Looking even closer, Dr Arthur Schlesinger, of Harvard University wrote in 1959 of it giving the world ‘the right of revolution.’ Well, sorry to disabuse him, but revolutions have been around since the Roman monarchy under Lucius Tarquinius was unseated 5,000 years ago, the Chinese Xins were overthrown by the Han dynasty 2000 years ago, even England had a revolution of its own 400 odd years ago that led to its Parliament! And these were just a few.

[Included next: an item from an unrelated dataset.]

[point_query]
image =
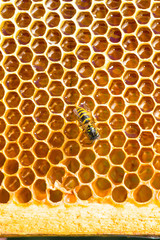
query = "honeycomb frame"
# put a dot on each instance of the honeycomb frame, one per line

And if you want to be great, you probably must also look at what you haven’t done well... and I’ll not mention any civil rights, overseas conflicts and the like where you haven’t emerged as great, let alone with any credit. But that’s what history and life are, ups and downs, one day you’re right and the next... There is a time to be humble, a time to step back and say... ‘Today we’ve been brilliant. But if we don’t get up and do just as well again tomorrow, and all the time, we’re not even good.’ Just ask any ‘great’ athlete like Jesse Owens, or Michael Phelps, but not Lance Armstrong.


And there we have it. America can only ever be great through making its people great. So perhaps it would be more appropriate for someone to take, and make, their political tag line, ‘Making American’s Great,’ because we have all met wonderful Americans... but they just get put in the shade by those who talk too often, too loudly, and don’t stop to listen. George Carlin though, was never more right when he said, “In America, anyone can be the President... that’s the problem.”